Google has pledged to invest US$1 billion for tech research and development in Australia over the next five years. The deal includes plans to set up a new Google Research Australia lab in Sydney, which will be used for AI and quantum computing research.
According to Mel Silva, Managing Director for Google Australia and New Zealand, Google’s Digital Future Initiative will focus on three key areas. The first area is focused on building the foundations of the digital economy. Google will invest in the infrastructure needed to help Australians make the most of technology, enabling Australian businesses to have a secure and robust platform for business transformation, as well as become more productive and quickly respond to ever-changing customer needs.
The second focus will be on fostering Australia-made technology and talent, through the launch of the lab. Google will partner with the research community across the country and other Google Research hubs, to build a team of local researchers and engineers to explore ways AI and machine learning can help tackle issues that are important in Australia and around the world.
The third focus will be partnering to solve big challenges. Mel pointed out that Google is working with Australian organizations to apply new technology solutions to urgent challenges faced today, from bushfires to mental health and cancer diagnosis. Understanding that the best and most creative solutions often come from those that are on the ground and closest to the issues and needs of their communities, partnerships are at the heart of the Digital Future Initiative.
“The Digital Future Initiative is an investment in the extraordinary talent and creativity of Australians. It’s about ensuring every Australian has access to technology to realize their potential. It’s about laying foundations for a strong digital economy that can compete globally and support good jobs locally. And continuing Australia’s proud record of world-first innovation, harnessing technology to solve big challenges and create new opportunities for decades ahead,” added Mel.
Australian Prime Minister Scott Morrison, who attended the event and officially opened Google’s new Australian headquarters in Sydney said the initiative is expected to create some 6000 jobs and support an additional 28000 and is also a vote of confidence to the country’s digital economy strategy.
AI research and development in Australia have been lagging behind other nations in recent times with a lack of infrastructure and research facilities a supposed reason for it. A few days after Google’s announcement, Morrison also announced a new plan to protect and promote technologies critical to the national interest, such as AI and quantum computing. The focus will be on nine critical technologies in a list of 63, which is part of the country’s bid to China’s emerging dominance in key strategic fields.
Interestingly, Google’s announcement comes at a time whereby US tech giants continue to face criticism from Australian lawmakers.

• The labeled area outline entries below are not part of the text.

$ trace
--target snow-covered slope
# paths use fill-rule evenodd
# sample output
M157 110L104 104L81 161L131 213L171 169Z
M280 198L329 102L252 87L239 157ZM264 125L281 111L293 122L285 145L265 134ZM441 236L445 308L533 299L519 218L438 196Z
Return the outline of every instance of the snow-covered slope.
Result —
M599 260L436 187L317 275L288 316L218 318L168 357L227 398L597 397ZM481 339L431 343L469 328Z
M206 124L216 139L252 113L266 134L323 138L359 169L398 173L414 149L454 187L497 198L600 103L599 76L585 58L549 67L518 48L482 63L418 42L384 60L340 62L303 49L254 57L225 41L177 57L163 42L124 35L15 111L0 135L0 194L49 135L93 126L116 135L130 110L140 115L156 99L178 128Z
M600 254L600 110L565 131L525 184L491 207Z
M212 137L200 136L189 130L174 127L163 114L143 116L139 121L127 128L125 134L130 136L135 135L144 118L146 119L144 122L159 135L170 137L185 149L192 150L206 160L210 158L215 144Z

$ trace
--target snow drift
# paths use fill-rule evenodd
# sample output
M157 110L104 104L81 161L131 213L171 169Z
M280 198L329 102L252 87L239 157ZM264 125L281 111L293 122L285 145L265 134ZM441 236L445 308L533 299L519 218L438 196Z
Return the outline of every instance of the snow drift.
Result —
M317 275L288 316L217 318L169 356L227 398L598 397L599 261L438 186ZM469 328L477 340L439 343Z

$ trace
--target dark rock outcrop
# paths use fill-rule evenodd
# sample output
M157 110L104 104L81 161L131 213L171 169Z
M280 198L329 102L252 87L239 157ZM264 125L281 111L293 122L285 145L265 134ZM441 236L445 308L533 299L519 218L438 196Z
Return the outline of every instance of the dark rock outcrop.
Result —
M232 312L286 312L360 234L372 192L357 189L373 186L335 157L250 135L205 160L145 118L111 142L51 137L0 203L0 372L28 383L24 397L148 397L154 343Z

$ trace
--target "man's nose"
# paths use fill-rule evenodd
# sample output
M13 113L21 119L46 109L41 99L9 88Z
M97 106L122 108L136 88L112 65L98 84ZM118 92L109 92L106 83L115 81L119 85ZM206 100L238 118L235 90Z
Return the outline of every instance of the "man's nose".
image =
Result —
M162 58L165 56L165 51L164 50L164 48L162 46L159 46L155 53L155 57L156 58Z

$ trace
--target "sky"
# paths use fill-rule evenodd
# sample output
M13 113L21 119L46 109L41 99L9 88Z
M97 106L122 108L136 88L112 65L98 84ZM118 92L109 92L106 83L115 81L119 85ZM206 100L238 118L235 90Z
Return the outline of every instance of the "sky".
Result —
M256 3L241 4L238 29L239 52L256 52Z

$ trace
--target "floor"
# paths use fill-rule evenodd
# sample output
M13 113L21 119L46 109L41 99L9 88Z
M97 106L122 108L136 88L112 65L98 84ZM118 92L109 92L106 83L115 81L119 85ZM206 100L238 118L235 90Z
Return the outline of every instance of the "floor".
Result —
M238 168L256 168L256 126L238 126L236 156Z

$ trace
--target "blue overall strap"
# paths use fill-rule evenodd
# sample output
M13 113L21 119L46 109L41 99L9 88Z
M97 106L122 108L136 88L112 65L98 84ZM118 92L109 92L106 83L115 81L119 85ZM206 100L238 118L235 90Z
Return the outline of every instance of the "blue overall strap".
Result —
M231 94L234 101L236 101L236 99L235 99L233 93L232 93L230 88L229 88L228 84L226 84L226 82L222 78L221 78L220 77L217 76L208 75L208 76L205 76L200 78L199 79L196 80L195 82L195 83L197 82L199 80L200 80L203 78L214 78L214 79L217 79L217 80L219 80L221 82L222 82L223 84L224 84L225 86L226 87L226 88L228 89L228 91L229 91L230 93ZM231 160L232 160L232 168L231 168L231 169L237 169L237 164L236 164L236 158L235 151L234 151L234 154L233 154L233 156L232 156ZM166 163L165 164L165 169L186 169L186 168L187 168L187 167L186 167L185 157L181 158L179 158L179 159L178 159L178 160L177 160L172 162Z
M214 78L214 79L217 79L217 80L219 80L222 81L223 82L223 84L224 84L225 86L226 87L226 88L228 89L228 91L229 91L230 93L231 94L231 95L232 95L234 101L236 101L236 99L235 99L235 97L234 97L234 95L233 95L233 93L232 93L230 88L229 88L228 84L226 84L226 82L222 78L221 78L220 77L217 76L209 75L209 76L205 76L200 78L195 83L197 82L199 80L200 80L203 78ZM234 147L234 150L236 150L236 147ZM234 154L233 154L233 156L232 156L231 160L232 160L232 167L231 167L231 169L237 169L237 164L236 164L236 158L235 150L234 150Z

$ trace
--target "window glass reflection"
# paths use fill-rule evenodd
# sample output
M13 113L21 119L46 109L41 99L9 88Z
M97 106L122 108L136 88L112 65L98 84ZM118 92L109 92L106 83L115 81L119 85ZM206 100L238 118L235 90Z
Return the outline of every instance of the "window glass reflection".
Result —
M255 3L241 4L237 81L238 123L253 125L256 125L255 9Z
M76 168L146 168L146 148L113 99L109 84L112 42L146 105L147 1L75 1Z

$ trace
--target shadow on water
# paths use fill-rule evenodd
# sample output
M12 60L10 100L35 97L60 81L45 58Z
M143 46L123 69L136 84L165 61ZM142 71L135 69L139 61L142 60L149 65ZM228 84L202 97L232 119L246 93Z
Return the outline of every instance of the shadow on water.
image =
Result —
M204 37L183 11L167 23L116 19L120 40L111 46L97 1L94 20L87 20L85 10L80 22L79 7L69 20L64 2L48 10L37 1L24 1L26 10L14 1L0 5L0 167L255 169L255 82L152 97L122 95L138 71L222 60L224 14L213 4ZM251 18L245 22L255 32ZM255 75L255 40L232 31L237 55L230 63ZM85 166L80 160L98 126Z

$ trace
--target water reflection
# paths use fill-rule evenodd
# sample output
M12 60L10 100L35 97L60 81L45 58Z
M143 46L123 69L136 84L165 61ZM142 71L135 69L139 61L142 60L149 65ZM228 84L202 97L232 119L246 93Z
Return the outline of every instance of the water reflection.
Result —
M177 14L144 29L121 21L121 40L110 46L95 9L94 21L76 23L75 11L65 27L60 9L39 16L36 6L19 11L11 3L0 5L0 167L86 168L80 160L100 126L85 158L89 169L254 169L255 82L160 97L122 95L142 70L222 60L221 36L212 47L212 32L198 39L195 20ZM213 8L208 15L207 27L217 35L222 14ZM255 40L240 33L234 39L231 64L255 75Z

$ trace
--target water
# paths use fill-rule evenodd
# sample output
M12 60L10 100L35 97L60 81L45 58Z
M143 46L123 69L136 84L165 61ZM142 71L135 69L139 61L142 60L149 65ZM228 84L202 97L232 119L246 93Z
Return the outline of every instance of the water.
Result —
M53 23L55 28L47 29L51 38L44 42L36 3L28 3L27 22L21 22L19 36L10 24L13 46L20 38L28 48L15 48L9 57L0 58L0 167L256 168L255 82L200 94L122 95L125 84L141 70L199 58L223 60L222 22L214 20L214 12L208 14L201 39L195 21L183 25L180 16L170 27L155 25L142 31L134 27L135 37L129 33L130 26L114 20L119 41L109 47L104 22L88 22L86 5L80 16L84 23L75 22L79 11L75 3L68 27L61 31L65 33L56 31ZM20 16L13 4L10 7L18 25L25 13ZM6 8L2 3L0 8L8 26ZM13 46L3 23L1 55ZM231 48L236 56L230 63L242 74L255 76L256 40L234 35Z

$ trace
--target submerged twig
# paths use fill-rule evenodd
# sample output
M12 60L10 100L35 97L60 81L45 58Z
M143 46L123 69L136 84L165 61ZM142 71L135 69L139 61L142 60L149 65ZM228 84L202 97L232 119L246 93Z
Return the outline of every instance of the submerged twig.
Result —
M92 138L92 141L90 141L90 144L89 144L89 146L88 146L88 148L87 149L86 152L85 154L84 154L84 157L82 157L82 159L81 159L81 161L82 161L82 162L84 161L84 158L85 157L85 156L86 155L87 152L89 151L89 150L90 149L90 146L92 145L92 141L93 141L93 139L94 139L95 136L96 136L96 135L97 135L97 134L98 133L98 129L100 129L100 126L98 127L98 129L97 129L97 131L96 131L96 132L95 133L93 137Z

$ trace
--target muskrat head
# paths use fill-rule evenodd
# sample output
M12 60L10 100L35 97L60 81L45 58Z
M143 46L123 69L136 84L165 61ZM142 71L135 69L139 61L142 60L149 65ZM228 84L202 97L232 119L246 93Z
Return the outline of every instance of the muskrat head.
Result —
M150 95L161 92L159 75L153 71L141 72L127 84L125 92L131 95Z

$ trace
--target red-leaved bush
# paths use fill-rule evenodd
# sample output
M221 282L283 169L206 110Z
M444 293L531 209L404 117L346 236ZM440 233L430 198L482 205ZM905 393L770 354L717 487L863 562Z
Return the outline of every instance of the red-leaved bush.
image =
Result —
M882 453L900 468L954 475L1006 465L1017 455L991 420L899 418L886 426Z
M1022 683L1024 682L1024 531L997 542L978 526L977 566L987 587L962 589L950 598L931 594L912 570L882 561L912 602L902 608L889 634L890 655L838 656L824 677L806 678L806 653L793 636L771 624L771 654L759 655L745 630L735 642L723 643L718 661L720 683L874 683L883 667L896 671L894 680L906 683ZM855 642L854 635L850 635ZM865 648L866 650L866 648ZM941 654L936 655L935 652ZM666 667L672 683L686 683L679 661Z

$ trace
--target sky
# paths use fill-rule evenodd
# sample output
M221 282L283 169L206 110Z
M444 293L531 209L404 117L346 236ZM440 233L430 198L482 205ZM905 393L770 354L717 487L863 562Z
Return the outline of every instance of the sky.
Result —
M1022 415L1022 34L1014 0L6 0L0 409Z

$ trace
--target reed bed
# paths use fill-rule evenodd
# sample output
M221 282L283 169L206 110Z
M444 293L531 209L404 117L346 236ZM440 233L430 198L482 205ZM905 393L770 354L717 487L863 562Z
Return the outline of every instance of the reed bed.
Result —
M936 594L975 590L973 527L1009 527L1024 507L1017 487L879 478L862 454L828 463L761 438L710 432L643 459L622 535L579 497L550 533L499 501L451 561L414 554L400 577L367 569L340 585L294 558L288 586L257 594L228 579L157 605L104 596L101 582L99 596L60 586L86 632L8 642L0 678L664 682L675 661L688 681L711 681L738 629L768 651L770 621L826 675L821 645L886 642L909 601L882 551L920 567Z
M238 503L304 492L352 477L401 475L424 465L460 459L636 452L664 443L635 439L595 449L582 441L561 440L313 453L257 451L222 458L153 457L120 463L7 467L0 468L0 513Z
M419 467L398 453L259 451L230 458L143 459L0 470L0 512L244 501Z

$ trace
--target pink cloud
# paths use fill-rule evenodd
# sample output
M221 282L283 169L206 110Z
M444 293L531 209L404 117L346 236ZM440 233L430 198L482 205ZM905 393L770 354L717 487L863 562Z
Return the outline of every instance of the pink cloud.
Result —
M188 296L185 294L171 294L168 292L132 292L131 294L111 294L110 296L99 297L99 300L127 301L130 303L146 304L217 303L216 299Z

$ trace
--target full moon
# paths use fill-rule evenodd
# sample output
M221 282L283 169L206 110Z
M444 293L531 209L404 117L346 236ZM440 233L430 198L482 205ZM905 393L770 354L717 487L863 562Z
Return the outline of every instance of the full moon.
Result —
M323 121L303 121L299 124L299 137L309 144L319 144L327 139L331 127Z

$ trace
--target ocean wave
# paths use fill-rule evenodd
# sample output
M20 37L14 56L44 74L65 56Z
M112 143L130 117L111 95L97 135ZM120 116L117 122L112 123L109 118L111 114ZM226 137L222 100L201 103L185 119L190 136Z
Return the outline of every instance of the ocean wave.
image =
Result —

In fact, Google Australia threatened to block the search engine in the country after they were requested to pay local news publishers for content that gets shared on their platforms. Australia became the first country in the world whereby big tech companies like Google and Meta have to pay news publishers for news content on their platforms.
While a settlement was eventually reached, the entire exercise has served as a wake-up call for large tech companies, not only in Australia but globally as well. Since then, Google has already agreed to pay with several news outlets globally, including a recent deal with French international news agency, AFP.